Living Around the Writing
by sheena heinrichs
I did it. I quit my day job. After years of being too terrified to say “I am a writer” and opting for “I like to write”, I have dedicated the foreseeable future to pretending that I am, in fact, a writer. Fake it til you become it, right?
Last week I said goodbye to my final tutoring student and, even though the sweet little guy was weepy, I felt like doing handsprings. Hardhearted? Perhaps. But after decades of pouring into the education of others, I am carving out time for my own and I’m excited.

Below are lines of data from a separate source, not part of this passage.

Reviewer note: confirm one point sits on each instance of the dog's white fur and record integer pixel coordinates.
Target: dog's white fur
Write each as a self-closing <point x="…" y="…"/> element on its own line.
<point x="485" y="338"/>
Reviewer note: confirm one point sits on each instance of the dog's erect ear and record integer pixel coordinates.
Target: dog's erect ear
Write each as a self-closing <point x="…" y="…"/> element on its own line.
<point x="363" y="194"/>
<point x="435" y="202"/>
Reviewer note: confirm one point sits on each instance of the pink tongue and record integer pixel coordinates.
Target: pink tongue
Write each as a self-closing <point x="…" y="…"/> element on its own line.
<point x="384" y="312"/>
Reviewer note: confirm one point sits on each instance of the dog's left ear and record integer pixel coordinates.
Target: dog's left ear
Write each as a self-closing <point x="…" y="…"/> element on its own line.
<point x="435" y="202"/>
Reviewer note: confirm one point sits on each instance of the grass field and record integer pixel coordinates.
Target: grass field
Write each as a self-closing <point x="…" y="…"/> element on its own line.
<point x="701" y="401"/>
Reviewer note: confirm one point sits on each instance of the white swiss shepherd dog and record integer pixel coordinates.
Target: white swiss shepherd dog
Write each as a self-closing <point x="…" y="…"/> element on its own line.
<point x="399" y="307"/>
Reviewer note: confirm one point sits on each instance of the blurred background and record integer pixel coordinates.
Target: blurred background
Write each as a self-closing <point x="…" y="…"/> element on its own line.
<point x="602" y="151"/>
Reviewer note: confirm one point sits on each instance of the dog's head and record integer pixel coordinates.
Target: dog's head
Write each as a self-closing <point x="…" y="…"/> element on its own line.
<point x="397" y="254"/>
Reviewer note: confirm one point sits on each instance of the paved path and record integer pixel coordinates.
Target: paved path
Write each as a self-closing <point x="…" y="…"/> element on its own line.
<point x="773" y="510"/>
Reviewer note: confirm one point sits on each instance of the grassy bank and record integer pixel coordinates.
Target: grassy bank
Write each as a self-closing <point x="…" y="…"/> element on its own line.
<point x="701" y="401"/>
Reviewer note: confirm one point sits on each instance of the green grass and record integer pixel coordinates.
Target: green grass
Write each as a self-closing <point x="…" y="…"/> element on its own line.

However, the actual carving? That is the problem. One does not simply buy a fresh pretty new planner and map out their week of writing. I know because right after I faked a sad goodbye to my pupil, I bought the sweetest planner I have ever seen. I spent the weekend creating a tight schedule and even made a meal plan. Don’t judge me.
But this morning I was quickly reminded that “carving out time” for a creative feels like making lines in wet sand only to have the very next wave begin to wash it away.
I make a line- write from 10 am to 12 pm. The first waves come. Emails to be answered, bills to be paid, IG stories to watch. The line is barely visible.
The planner and scheduling and parceling out of time are somewhat helpful but I am learning that I need something kinder and less rigid. I need to work within the rhythm of my day which is something that provides comfortable boundaries instead of timekeeping tyranny.
Rhythm is the fun cousin to structure and, at the risk of being braggy, I have always been the fun cousin.
So here I begin...again. I will move and flow and shift between the predictable morning coffee and bible reading and the jarring reminder to call the dentist and clean my house. There will be fight to redirect but also grace as I pivot back to the practice that I love. Because I am a writer.